I am working with the ScRNA-Seq data; the dataset has cells from human first-trimester placenta and decidua. The dataset is available at Sc Expression Atlas and is generated with Drop-Seq.
Sc Expression Atlas has a dataset available in raw format (Raw counts values before filtering and normalization) and normalized format (Untransformed expression values, normalized to counts per million). Upon plotting the violins for the number of counts of the two, I get the following plots, which is expected.
However, I saw different results when I used Seurat's normalization on the raw data.
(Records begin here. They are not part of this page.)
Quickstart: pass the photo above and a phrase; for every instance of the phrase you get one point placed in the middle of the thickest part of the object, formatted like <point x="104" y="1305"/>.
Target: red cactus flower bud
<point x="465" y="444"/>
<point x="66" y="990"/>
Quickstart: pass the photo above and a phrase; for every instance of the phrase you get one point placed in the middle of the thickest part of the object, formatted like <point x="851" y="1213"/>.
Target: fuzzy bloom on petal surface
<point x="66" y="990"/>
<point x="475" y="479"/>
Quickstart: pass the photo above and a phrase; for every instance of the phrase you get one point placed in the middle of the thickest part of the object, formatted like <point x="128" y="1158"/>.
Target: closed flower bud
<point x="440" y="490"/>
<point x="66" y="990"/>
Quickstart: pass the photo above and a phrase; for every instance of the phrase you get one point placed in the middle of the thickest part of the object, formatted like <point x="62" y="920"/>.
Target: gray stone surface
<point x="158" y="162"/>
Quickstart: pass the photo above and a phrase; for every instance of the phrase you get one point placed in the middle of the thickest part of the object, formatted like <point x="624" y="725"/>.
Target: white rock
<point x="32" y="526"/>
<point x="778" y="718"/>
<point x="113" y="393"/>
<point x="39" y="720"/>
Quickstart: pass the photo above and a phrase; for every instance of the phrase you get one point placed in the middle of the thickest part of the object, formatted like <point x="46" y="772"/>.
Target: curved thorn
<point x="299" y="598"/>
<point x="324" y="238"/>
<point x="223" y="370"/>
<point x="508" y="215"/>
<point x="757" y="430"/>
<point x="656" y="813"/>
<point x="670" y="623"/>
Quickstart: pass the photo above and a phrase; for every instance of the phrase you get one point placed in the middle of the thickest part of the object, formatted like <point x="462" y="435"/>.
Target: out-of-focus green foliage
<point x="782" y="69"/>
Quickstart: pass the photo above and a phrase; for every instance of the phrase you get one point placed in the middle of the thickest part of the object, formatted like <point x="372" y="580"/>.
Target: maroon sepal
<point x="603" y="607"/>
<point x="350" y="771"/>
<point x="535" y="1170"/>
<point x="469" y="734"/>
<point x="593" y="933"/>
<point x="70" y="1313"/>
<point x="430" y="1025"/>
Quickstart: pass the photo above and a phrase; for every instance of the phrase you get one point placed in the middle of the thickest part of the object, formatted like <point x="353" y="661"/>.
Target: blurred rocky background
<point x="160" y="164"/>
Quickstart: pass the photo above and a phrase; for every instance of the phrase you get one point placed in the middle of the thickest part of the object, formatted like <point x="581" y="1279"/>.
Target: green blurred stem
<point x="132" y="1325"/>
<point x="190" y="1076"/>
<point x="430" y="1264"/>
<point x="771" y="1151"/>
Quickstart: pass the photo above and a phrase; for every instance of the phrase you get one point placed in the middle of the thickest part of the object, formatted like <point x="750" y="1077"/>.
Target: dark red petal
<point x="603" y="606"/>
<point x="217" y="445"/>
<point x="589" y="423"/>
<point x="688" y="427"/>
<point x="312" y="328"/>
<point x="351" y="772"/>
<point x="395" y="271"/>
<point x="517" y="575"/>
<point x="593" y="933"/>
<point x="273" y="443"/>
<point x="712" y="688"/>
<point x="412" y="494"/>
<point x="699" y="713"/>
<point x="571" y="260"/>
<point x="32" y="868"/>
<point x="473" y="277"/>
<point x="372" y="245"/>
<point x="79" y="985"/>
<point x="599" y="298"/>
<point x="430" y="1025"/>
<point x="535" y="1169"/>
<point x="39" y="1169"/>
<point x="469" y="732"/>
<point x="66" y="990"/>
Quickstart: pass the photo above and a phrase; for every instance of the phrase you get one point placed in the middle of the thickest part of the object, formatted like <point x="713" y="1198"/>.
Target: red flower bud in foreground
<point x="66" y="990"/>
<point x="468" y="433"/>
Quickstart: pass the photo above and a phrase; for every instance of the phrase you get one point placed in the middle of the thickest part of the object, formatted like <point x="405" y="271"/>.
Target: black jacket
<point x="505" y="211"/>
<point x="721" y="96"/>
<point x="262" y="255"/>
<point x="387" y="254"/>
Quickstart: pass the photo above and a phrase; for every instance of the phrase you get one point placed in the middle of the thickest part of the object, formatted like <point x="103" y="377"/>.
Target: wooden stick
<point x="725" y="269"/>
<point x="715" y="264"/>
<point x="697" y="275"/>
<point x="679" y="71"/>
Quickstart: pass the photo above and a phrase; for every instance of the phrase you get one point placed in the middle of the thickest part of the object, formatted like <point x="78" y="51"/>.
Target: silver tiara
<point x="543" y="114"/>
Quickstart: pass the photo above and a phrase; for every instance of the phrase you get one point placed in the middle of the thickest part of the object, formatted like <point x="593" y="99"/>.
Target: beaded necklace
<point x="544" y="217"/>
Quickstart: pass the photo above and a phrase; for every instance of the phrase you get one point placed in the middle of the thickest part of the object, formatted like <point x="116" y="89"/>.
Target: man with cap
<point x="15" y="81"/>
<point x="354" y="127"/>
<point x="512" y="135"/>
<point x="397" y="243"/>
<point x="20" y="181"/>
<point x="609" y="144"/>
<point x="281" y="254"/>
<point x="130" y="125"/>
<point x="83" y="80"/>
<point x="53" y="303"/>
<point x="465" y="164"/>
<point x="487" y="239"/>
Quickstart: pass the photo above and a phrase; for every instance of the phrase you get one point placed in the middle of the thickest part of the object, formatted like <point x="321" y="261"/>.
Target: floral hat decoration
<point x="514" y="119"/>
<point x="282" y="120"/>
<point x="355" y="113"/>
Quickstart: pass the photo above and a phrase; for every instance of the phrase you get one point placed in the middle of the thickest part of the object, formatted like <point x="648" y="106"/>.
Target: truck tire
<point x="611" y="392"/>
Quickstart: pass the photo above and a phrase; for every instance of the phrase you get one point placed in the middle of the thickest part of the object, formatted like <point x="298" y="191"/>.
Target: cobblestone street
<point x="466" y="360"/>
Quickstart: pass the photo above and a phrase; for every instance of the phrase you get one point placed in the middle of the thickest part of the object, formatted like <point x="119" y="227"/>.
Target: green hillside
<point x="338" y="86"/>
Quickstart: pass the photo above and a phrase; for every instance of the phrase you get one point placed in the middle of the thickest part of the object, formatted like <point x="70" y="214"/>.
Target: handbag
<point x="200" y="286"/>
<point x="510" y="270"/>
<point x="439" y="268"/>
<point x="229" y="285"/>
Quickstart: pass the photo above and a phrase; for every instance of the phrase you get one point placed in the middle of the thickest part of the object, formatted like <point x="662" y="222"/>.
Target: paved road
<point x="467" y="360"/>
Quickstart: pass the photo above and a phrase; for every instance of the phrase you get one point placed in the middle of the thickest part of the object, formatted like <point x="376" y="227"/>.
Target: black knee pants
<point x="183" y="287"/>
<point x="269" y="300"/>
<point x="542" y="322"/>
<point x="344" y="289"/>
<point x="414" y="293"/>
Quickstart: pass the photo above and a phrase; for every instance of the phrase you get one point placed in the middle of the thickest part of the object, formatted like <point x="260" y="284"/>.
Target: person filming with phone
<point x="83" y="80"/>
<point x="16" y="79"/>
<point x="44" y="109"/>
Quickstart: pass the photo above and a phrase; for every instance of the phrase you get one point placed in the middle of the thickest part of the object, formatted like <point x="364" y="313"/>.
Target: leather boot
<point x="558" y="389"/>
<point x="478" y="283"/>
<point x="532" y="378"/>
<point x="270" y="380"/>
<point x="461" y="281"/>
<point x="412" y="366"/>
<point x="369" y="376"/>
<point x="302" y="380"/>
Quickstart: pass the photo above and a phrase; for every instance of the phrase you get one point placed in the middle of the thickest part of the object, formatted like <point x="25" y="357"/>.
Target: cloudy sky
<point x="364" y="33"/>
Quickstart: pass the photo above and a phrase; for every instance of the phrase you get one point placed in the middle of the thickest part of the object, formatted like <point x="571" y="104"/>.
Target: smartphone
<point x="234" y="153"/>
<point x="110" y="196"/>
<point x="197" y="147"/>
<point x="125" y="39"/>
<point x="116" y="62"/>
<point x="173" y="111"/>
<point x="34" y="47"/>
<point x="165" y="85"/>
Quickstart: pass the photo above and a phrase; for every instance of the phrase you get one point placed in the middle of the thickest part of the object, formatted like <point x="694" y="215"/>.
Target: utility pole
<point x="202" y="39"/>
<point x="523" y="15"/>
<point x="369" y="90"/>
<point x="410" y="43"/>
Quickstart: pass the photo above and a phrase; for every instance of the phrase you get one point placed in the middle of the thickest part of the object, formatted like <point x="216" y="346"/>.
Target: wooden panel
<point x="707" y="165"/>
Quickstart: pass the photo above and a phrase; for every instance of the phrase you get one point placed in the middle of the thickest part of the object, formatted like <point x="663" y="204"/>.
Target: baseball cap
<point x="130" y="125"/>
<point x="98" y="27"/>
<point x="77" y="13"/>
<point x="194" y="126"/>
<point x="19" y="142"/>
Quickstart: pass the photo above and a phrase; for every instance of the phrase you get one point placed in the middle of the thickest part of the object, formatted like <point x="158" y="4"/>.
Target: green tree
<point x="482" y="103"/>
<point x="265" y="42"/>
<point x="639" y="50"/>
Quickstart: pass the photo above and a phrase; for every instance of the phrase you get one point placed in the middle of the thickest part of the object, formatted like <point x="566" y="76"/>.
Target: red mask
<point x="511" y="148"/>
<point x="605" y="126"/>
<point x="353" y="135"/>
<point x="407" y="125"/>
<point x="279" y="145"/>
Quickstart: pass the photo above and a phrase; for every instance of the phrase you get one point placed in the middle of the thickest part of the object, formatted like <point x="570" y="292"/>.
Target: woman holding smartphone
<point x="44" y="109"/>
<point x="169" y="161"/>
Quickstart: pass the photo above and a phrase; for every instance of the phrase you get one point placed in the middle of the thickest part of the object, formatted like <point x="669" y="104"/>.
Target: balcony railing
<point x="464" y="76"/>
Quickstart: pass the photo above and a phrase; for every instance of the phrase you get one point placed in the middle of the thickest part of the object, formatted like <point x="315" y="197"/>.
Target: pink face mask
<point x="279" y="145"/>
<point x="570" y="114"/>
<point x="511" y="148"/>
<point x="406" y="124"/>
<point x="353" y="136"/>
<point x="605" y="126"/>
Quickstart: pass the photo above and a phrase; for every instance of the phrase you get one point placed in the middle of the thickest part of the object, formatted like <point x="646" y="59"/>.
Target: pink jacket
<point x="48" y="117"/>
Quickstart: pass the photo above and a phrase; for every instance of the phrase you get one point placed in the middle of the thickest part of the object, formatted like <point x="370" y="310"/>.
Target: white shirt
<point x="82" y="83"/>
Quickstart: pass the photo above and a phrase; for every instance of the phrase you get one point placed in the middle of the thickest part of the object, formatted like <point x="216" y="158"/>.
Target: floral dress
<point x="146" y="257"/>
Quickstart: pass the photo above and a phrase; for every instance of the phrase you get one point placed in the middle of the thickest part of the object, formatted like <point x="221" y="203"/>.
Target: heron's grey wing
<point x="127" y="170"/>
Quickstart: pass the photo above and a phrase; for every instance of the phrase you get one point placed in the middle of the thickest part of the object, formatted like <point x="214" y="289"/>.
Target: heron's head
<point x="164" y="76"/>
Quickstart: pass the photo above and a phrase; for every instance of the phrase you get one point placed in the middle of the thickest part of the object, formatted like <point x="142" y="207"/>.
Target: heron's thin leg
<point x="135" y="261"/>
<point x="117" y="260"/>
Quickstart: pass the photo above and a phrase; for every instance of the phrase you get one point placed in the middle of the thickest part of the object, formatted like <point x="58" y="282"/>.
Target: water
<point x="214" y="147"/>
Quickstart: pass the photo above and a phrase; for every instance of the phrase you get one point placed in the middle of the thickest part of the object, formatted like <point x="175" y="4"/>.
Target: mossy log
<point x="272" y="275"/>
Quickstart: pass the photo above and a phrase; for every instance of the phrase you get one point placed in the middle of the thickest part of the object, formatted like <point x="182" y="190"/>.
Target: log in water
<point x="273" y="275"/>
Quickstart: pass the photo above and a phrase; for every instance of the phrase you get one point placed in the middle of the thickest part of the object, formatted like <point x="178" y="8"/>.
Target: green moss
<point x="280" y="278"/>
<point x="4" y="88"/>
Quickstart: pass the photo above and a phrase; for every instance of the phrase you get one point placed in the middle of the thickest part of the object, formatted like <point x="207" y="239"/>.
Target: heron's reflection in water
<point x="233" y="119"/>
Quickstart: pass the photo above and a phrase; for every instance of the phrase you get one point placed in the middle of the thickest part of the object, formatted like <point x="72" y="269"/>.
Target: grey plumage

Now I am not sure what kind of normalization is done on the datasets from Sc Array Express, but it seems to be somewhat accurate as data look normally distributed (Plot 2).
I would appreciate it if someone could comment on which method among these is best suitable for this dataset. To my knowledge, all the normalizations are doing the job correctly. However, I am not sure which one to choose. Is there a way through which I can evaluate the best normalization?
If you click through to the publication, the methods section has:
The gene expression matrix for each sample was generated, and ubiquitously expressed ribosomal protein–coding (RPS and RPL) and MALAT1 noncoding RNA genes were removed. Seurat objects were created for individual samples. Only those genes that were expressed in more than three cells and cells that expressed more than 100 genes were retained. All 10x Seurat objects for individual samples were merged into one 10x combined object (MergeSeurat), followed by scaling data (ScaleData) and finding variable genes (FindVariableGenes). All Drop-seq Seurat objects for individual samples were processed through similar steps as described above to generate a single Drop-seq combined object. Next, the union of the top 2000 variable genes for each, 10x and Drop-seq, combined objects was used to perform canonical correlation analysis (CCA) between 10x and Drop-seq datasets. Then, CCA subspaces were aligned using 1:16 CCA dimensions, which was followed by integrated t-SNE visualization for all cells.
So there are some genes removed prior to scaling, which will slightly impact the normalization. There are also Seurat version difference (V2 original V4 today) and some of the methodology may have slightly changed.